Here, as in all his work, the artist says he sees himself as a spider, drawing the viewer into his web with an attractive image, only to deliver the knock-out punch of his conceptual design. “The viewer might initially be attracted by the colorful pop images, but when they get closer, they might notice the stamp border. And when they get closer still, they might read them,” Edwards explained. “The stamps are a statement about colonial influences, marking the four language groups that comprise Vietnamese culture.

“The images are also a wry social comment on what is traditionally expected of women there,” Edwards added.

The series was inspired by a lucky find: “I found a cache of vintage hand-tinted head shots of film stars from Vietnam in the 1950s and 1960s,” Edwards said. “That determined the whole series.

“I don’t consciously set out with a strategy—the work just directs itself,” Edwards continued. “For me, the creative process is triggered by external stimulus. It’s not massively personal—you could say my work comes from the outside, rather than the in­side.”

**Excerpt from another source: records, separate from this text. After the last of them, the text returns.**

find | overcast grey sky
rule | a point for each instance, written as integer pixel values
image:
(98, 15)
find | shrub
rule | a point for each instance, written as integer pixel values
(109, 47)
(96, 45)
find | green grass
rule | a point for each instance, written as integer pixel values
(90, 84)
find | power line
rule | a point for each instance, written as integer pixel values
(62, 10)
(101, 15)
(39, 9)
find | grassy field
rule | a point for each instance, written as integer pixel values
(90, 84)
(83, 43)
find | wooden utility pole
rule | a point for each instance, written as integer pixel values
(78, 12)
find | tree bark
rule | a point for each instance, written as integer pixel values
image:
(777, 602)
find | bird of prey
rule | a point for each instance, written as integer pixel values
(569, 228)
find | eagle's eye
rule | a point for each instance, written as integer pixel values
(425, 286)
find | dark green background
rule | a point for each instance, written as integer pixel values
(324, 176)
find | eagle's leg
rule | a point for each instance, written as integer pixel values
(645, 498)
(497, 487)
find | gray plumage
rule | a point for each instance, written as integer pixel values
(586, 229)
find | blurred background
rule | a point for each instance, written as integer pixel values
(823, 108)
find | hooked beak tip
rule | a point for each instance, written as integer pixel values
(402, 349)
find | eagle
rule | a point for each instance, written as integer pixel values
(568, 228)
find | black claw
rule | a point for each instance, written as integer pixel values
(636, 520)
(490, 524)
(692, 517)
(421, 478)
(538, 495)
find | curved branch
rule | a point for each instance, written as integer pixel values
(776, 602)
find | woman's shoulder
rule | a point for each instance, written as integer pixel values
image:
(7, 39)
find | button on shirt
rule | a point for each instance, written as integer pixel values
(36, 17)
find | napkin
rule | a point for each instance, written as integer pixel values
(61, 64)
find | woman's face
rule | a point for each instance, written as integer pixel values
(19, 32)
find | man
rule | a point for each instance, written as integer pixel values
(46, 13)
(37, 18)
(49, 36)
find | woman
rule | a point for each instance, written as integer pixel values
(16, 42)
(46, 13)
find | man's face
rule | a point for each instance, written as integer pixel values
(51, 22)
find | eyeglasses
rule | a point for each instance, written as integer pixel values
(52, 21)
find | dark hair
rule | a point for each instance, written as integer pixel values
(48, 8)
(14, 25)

This is the enduring quality of Edwards’ work—the sense that his inspiration comes from his materials, rather than any original idea or concept. This makes for attractive and at times compelling pieces, but ultimately leaves the onlooker with little more than a pleasing aesthetic experience.

Edwards’ pieces are often charming, composed with visual wit and an eye for pleasing detail and incongruity. But conceptually, there’s little to get your teeth into. Issues of the feminine ideal are lightly touched on in his Vietnamese pin-up series, but the viewer is left with a sense that as long as his subjects look pretty, Edwards is happy with things the way they are.

“I know my work can seem confusing to the layman,” Ed­wards said with an apologetic shrug.

To this layman, his work didn’t seem confusing enough.